Thread Rating:
  • 0 Vote(s) - 0 Average
  • 1
  • 2
  • 3
  • 4
  • 5
This time, don't bail the bastards out
#11
The issue from a pensions perspective is that the accounting rules for pension funding were relaxed to take 'expected growth' into consideration. Which, in a constant growth economy, was considered 'good and normal'. But when growth stopped and was replaced by recession, the theory collapsed and already undervalued pension funds went to critically undervalued and/or broke.

Empirically, pension fund valuation was handled and reacted the same as real estate valuation.

Or Tulips. Or Beanie Babies...

Strengthening the pension fund accounting rules and slowly adding a requirement for less risky investments would make our country a 'saver' country instead of a 'risk taking debtor' nation.
Reply
#12
Said mortgage lenders and banks will be called before Congress and many Congresspeople will state indignantly on C-SPAN how shocked that such bad, bad behavior was being perpetrated by these folks.

Behind the scenes, Congresspeople will be telling the lobbyists for the mortgage lenders and banks that everything is a-ok and will not change as long as they are in Washington and need their campaign contributions (secretly, of course).
Reply
#13
the_poochies wrote:
Said mortgage lenders and banks will be called before Congress and many Congresspeople will state indignantly on C-SPAN how shocked that such bad, bad behavior was being perpetrated by these folks.

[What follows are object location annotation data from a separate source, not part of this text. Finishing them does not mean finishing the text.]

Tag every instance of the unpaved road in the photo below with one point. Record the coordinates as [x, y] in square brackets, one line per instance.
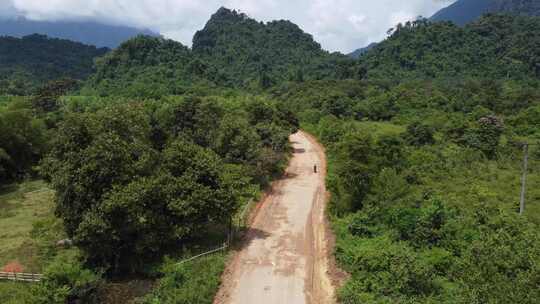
[285, 256]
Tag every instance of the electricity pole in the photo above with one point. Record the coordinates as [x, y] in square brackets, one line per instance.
[524, 177]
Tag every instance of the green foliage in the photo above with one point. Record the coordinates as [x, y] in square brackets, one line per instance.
[486, 135]
[66, 281]
[134, 181]
[47, 97]
[23, 140]
[419, 134]
[194, 282]
[495, 45]
[31, 61]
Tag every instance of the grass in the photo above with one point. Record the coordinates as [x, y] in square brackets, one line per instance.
[21, 206]
[14, 293]
[195, 282]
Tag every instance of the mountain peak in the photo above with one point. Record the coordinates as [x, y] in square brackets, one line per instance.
[224, 13]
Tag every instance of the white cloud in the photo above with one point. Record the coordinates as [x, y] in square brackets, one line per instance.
[342, 25]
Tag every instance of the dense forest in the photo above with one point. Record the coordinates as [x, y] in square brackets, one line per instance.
[425, 180]
[495, 46]
[86, 32]
[31, 61]
[232, 50]
[155, 153]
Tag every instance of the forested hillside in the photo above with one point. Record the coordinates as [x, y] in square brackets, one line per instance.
[164, 145]
[91, 33]
[245, 51]
[425, 181]
[231, 51]
[495, 46]
[31, 61]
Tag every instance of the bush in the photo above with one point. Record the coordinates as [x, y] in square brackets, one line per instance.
[419, 134]
[195, 282]
[66, 281]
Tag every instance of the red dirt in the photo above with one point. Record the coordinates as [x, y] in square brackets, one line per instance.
[286, 257]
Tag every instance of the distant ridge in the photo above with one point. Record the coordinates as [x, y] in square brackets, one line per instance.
[464, 11]
[86, 32]
[356, 54]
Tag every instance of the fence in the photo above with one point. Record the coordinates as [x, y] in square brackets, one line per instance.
[21, 277]
[240, 222]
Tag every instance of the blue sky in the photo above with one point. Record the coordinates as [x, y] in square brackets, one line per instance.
[339, 25]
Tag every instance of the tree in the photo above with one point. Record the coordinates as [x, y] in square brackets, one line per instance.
[419, 134]
[47, 97]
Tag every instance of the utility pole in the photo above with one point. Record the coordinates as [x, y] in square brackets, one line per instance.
[524, 177]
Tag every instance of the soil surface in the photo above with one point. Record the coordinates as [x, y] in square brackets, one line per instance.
[285, 257]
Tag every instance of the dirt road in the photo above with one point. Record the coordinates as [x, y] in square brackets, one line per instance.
[285, 257]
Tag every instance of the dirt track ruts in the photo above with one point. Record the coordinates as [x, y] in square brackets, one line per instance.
[285, 257]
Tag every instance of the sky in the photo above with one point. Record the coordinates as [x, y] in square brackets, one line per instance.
[339, 25]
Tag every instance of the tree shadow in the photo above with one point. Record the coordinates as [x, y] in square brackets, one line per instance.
[248, 236]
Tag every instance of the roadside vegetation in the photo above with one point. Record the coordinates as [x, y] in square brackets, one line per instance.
[425, 190]
[147, 161]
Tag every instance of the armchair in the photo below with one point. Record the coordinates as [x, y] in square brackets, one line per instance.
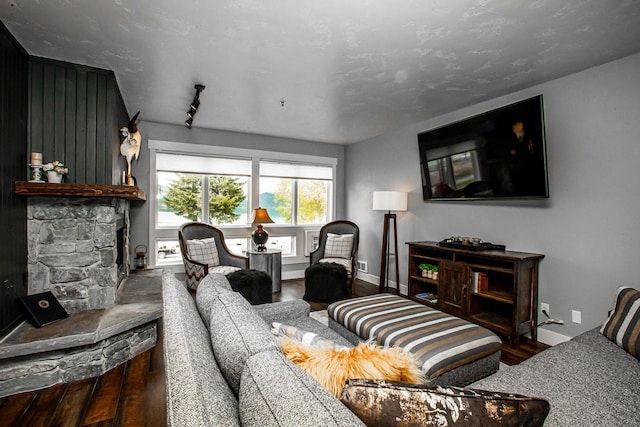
[204, 251]
[338, 250]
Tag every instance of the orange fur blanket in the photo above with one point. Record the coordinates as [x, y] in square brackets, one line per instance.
[332, 368]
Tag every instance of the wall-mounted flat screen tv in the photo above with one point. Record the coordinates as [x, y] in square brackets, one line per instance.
[500, 154]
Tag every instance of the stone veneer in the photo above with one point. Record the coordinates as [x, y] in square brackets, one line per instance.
[42, 370]
[72, 249]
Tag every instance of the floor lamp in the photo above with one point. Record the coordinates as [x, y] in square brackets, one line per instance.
[389, 201]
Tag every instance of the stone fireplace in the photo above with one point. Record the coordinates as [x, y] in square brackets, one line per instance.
[78, 246]
[74, 249]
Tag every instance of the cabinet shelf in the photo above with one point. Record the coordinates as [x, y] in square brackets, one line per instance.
[477, 267]
[500, 296]
[507, 300]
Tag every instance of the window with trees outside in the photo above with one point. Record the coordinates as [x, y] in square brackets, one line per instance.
[223, 191]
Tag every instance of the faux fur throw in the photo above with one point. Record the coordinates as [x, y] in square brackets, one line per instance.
[332, 367]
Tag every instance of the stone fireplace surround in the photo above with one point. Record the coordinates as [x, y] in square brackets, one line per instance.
[74, 231]
[73, 249]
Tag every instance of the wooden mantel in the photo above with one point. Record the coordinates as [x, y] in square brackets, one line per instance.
[24, 188]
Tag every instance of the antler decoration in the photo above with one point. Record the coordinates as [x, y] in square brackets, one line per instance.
[130, 146]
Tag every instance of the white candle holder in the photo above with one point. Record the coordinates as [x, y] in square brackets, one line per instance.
[36, 173]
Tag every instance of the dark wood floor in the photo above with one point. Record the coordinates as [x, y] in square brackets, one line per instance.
[133, 394]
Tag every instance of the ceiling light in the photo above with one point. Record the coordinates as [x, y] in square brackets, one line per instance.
[193, 108]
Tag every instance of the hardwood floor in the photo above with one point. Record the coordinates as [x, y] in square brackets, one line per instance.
[133, 394]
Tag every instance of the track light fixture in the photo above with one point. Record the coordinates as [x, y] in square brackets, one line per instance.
[193, 108]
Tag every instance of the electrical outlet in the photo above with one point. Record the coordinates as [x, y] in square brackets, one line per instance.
[576, 316]
[544, 307]
[363, 266]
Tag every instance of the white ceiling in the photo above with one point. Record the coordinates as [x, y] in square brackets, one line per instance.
[347, 70]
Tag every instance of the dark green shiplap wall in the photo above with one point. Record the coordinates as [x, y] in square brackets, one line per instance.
[13, 166]
[75, 116]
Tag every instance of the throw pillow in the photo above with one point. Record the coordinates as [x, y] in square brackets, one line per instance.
[338, 246]
[390, 403]
[204, 251]
[332, 368]
[305, 337]
[623, 325]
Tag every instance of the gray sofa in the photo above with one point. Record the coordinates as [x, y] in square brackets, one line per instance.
[589, 381]
[233, 372]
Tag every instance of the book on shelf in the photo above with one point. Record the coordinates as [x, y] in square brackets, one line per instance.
[428, 296]
[479, 282]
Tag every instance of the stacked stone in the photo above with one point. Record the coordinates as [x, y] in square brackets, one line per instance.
[72, 245]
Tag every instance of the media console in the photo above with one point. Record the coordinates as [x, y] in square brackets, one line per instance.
[495, 289]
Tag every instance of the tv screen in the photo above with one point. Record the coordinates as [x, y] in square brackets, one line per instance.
[494, 155]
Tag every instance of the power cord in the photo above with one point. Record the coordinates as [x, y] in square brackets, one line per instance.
[550, 321]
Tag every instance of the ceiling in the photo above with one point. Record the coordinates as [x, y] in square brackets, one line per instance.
[346, 70]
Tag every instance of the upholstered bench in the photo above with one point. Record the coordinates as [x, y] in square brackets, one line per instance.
[450, 351]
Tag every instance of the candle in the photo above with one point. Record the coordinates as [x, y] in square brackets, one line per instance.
[36, 158]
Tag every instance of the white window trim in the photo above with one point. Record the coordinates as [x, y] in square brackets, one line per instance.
[235, 231]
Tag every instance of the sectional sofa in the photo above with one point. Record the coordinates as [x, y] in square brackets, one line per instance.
[233, 373]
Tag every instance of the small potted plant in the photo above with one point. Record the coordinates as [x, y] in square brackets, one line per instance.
[55, 171]
[427, 270]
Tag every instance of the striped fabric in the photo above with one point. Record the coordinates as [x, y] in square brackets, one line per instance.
[623, 325]
[440, 342]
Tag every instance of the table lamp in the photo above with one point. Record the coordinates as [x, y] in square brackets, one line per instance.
[259, 235]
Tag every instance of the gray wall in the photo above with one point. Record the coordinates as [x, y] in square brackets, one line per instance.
[588, 228]
[142, 212]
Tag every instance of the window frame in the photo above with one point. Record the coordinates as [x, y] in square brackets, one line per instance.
[297, 232]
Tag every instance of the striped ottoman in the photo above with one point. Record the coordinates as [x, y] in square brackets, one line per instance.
[453, 350]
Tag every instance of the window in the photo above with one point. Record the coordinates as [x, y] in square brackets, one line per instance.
[222, 186]
[197, 188]
[294, 193]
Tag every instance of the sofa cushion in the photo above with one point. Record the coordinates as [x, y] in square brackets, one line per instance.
[237, 332]
[274, 392]
[338, 246]
[389, 403]
[209, 287]
[204, 251]
[197, 393]
[586, 386]
[623, 325]
[304, 337]
[332, 367]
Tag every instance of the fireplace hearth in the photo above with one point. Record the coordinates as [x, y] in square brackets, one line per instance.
[78, 248]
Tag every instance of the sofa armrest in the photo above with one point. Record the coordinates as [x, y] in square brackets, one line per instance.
[279, 311]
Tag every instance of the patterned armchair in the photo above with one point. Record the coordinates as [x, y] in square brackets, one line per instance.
[338, 243]
[204, 251]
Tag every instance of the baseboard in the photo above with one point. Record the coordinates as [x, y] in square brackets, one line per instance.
[294, 274]
[375, 280]
[551, 338]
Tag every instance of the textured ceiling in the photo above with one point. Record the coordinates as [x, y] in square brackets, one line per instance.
[347, 70]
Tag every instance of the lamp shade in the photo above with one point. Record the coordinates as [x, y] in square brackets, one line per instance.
[389, 201]
[260, 235]
[261, 216]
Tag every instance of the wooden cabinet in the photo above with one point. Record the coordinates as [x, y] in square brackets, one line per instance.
[495, 289]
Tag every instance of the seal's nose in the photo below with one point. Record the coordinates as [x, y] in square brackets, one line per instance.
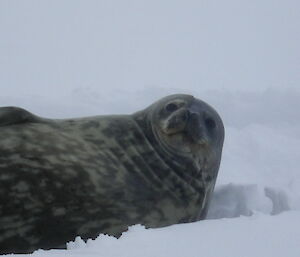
[195, 127]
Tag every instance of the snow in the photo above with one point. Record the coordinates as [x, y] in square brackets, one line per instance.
[242, 58]
[259, 235]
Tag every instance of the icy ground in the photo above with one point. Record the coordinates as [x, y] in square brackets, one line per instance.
[255, 210]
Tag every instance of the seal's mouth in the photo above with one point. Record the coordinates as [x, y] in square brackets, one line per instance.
[186, 125]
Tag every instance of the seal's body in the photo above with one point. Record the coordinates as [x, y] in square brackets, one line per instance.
[81, 177]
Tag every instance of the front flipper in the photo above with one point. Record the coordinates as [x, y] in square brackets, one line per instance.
[15, 115]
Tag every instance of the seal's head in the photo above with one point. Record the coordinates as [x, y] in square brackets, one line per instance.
[186, 126]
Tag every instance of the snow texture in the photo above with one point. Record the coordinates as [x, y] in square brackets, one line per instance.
[76, 58]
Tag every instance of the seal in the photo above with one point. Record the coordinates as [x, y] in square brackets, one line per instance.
[81, 177]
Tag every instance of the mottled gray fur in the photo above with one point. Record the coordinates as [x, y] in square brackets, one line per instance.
[81, 177]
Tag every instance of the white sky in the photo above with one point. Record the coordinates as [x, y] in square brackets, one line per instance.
[54, 47]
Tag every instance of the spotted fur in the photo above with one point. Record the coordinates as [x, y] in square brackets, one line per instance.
[81, 177]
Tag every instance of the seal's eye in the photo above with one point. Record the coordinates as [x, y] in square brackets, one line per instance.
[210, 123]
[171, 107]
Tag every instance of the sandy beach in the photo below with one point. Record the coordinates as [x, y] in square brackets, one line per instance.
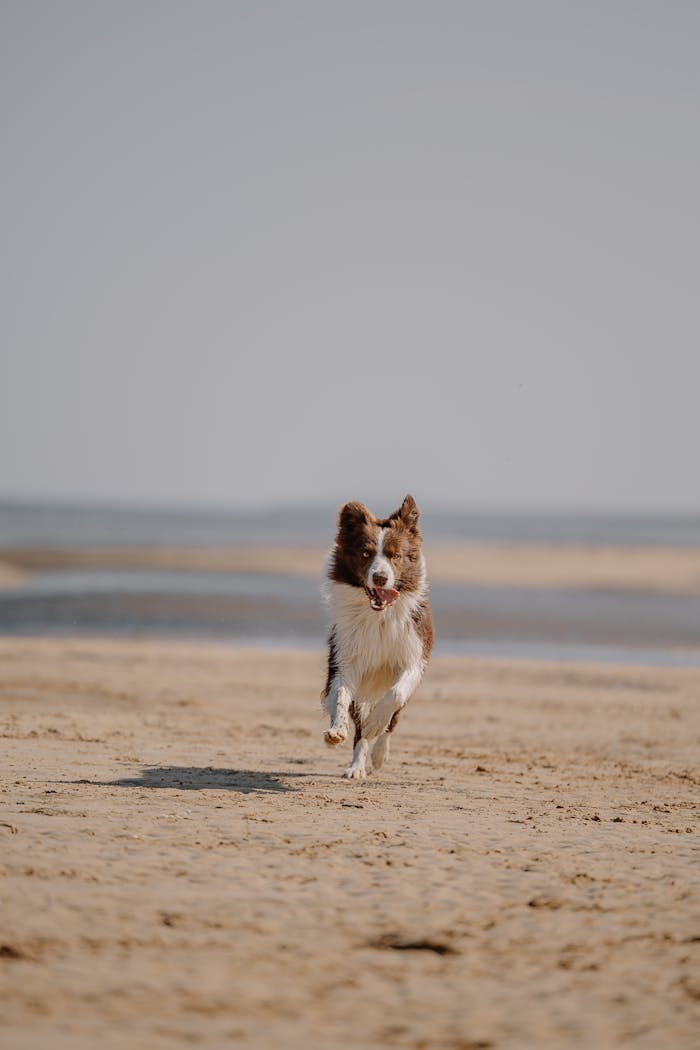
[184, 865]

Behind the scenes, Congresspeople will be telling the lobbyists for the mortgage lenders and banks that everything is a-ok and will not change as long as they are in Washington and need their campaign contributions (secretly, of course).

We've got a winnah!
Reply
#14
Unfortunately, I think poochies is right. That's why we need a new way of doing business (ironically, by going back to the 50s).
Reply
#15
Hmmmm I like the idea of Doc Brown setting things straight!

More jiggawatts!!!
Reply
#16
This is Groundhog Day. Two years and trillions of dollars later we are back to where we started. Obama had just one task. Solve country's housing crisis. If he had done that he would have guaranteed himself 8 years. WIth all the Yale-educated people around him, he still failed miserably. Utter incompetence on display. In any other business he would have been long gone.
Reply
#17
So what should he have done, Einstein?
Reply
#18
Dakota wrote:
In any other business he would have been long gone.
Oh that is not so true! The big guys who've gotten the bailout are still around and racking in. US Treasury is the bottomless pit and we are all in it.
Reply
#19
mick e wrote:
So what should he have done, Einstein?

If somebody believed in free markets we'd be out of this mess long ago. You can't catch a falling wrecking ball. By now these homes would have come and gone to new owners. Millions of new owners would have rejuvenated the economy and created new jobs. Those foreclosed on would have moved along and managed somehow. Instead, billions have been spent to prevent this with the results you see. What I am saying will happen, just years and trillions later.
Reply
#20
It was about MORE than just mortgages and homes. If you had anything beyond an eighth grade education you might be able grasp the concept.